The Note Purchase Agreement also includes the following financial covenants, which require that the Company and the Parent Guarantor will not permit: (i) the unencumbered property pool leverage ratio to be greater than 60% at any time; (ii) consolidated total indebtedness, less restricted cash and cash equivalents, to be more than 0.60x consolidated gross asset value at any time; (iii) adjusted EBITDA to be less than 1.50x consolidated fixed charges at any time; (iv) secured indebtedness, in the aggregate at any time, to be more than 40% of consolidated gross asset value; (v) the unsecured debt service coverage to be less than


1.75 to 1.00 at any time; (vi) recourse indebtedness that constitutes secured indebtedness, in the aggregate at any time, to be more than 10% of consolidated gross asset value; or (vii) consolidated tangible net worth of the Company on a consolidated basis with the Parent Guarantor and its subsidiaries to be less than $349,300,00 plus 75% of the equity contributions or sales of capital stock received by the Parent Guarantor, the Company or any of its subsidiaries after May 8, 2014; provided, however, that subject to certain conditions the financial covenants described in (v), (vi) and (vii) above will be removed, amended or otherwise modified to be more or less restrictive if the analogous financial covenants in the Primary Credit Facility are so removed, amended or otherwise modified.

The Note Purchase Agreement contains customary events of default (subject in certain cases to specified cure periods), including but not limited to payment defaults, cross defaults with certain other indebtedness, breaches of covenants and bankruptcy events. In the case of an event of default, the Purchasers may, among other remedies, accelerate the payment of all obligations.

The above summary of the Note Purchase Agreement does not purport to be complete and is qualified in its entirety by reference to the full text of the Note Purchase Agreement.
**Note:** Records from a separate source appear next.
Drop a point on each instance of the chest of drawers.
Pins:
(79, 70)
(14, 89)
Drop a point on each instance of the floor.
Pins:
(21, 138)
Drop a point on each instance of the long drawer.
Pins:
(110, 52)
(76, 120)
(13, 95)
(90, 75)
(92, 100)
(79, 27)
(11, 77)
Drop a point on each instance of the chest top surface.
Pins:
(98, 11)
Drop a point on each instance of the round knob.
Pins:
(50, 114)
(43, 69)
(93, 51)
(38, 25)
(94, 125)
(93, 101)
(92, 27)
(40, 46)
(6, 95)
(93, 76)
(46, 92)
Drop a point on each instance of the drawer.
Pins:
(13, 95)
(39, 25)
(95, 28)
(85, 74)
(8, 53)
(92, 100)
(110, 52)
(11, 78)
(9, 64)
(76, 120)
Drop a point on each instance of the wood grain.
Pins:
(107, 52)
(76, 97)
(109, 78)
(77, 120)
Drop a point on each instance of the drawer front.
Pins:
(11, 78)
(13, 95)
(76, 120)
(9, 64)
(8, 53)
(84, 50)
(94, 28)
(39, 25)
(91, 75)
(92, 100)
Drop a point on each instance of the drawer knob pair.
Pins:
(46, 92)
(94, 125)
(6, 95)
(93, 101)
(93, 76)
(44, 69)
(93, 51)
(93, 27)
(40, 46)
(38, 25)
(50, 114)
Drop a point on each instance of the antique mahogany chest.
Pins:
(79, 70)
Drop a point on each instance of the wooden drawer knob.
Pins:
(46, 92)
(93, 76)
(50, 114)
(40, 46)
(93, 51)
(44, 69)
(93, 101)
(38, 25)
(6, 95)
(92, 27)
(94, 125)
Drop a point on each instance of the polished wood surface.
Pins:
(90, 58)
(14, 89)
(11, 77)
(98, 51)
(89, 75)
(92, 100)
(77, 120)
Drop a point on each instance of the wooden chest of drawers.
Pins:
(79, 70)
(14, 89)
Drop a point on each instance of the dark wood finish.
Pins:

A copy of the Note Purchase Agreement, including the forms of the Series A Note and Series B Note, is attached as Exhibit 10.1 to this Current Report on Form 8-K and incorporated herein by reference.

Item 9.01. Financial Statements and Exhibits

(d) Exhibits

 

Exhibit
Number

  

Description

10.1*    Note Purchase Agreement dated as of September 1, 2015, among the Company, the Parent Guarantor and the institutions named in Schedule B thereto as purchasers.

 

* Filed herewith


SIGNATURE

Pursuant to the requirements of the Securities Exchange Act of 1934, the registrant has duly caused this report to be signed on its behalf by the undersigned hereunto duly authorized.

 

    TERRENO REALTY CORPORATION
Date: September 8, 2015     By:  

/s/ Jaime J. Cannon

      Jaime J. Cannon
      Executive Vice President and Chief Financial Officer


EXHIBIT INDEX

 

Exhibit
Number

  

Description

10.1*    Note Purchase Agreement dated as of September 1, 2015, among the Company, the Parent Guarantor and the institutions named in Schedule B thereto as purchasers.